Drums filled the air as locals in happi coats pulled a colorful parade float through the streets. The group also encountered a traditional Buddhist blessing ceremony before finally stopping the car at their destination: a biomass plant.
“It was a sobering capstone to a pretty magical day,” she says.
Biomass in Japan
This Japanese biomass plant burns pellets from North America. Over the past few years, Japan has drastically increased its use of imported wood pellets from the U.S.
Most of the expansion being contemplated in the U.S. is geared toward the Japanese market. This is partially because biomass has been classified as renewable energy in Japan, and government officials are keen on moving forward with renewables to help meet their climate goals.
Heather says it’s important to get information about biomass, like the community impact survey, in front of lawmakers before policies are made.
“I think there’s still time in Japan to change course away from using this type of woody and forest biomass before it gets as entrenched as it is in the UK,” she says.
Leaders in the UK and EU are already rethinking their decisions to subsidize the dirty biomass energy industry after years of misleading statements and broken promises from large biomass corporations.
Signs of hope
Some sustainability requirements and ending government subsidization for new biomass plants are “all signs of hope,” says Hillaker.
Drax recently paused plants to build a new pellet mill in Longview, Washington, to supply Asian markets.

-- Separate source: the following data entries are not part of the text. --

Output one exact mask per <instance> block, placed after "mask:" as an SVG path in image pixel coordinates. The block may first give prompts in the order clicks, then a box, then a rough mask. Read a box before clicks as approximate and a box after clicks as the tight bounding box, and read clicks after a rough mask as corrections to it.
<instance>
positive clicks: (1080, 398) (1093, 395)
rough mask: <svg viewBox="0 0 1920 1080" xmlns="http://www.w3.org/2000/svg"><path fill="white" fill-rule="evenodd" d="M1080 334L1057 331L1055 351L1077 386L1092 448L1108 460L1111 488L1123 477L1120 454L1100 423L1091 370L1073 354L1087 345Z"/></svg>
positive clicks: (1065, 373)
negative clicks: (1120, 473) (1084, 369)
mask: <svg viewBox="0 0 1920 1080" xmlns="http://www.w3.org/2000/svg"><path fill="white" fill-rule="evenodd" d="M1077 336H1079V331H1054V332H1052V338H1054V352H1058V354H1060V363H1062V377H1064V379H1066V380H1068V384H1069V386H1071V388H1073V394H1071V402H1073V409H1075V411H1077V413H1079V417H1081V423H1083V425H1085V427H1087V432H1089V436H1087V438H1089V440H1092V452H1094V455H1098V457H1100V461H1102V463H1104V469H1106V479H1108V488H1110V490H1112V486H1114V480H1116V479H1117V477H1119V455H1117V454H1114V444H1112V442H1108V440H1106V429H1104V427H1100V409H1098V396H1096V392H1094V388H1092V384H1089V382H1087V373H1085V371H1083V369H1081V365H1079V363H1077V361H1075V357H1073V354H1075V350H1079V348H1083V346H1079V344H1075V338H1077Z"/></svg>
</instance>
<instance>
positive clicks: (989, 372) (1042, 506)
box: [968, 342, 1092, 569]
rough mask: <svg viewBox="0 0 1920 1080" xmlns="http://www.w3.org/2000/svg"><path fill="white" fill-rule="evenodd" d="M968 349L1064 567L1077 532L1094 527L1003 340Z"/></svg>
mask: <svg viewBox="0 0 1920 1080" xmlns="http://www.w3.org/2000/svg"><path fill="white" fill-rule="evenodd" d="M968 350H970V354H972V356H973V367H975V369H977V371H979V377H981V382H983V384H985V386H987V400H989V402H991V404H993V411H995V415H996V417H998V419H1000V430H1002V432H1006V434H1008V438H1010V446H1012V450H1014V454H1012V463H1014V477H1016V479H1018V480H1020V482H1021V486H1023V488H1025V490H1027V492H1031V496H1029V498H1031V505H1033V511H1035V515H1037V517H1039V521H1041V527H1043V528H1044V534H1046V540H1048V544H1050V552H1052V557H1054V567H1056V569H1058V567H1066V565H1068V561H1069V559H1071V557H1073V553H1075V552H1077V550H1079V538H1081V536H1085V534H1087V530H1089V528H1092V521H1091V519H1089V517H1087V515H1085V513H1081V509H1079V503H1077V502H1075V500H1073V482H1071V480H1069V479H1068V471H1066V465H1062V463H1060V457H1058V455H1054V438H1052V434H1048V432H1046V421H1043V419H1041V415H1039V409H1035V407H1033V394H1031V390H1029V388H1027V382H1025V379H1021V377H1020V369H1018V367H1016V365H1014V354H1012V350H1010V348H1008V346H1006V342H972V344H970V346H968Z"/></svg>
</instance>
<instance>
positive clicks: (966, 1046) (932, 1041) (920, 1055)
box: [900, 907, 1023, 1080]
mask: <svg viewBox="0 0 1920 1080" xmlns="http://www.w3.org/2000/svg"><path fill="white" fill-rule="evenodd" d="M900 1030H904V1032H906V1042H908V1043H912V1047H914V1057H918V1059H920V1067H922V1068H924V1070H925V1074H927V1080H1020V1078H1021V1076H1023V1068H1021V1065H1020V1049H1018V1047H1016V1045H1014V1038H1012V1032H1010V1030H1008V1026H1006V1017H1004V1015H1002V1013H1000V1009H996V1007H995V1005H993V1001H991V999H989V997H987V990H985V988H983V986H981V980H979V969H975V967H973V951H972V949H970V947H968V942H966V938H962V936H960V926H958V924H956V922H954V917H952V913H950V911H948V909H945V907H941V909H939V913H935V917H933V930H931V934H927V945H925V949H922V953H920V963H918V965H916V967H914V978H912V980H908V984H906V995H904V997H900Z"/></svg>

This is paired with the cancellation of another west-coast project earlier in 2025, in part, due to uncertainties with international markets.
In 2024, the world’s largest wood pellet producer, Enviva, filed for bankruptcy, causing its own expansion plans to dwindle and halting plans to build a massive new pellet mill in Bond, Mississippi.
“This is an indication of changing tides and uncertainty in the planned Asian pellet expansion,” Heather says. “The fight against biomass is an uphill battle everywhere, but we are making progress on the biomass issue in Japan — perhaps much quicker than in the U.K. and U.S.”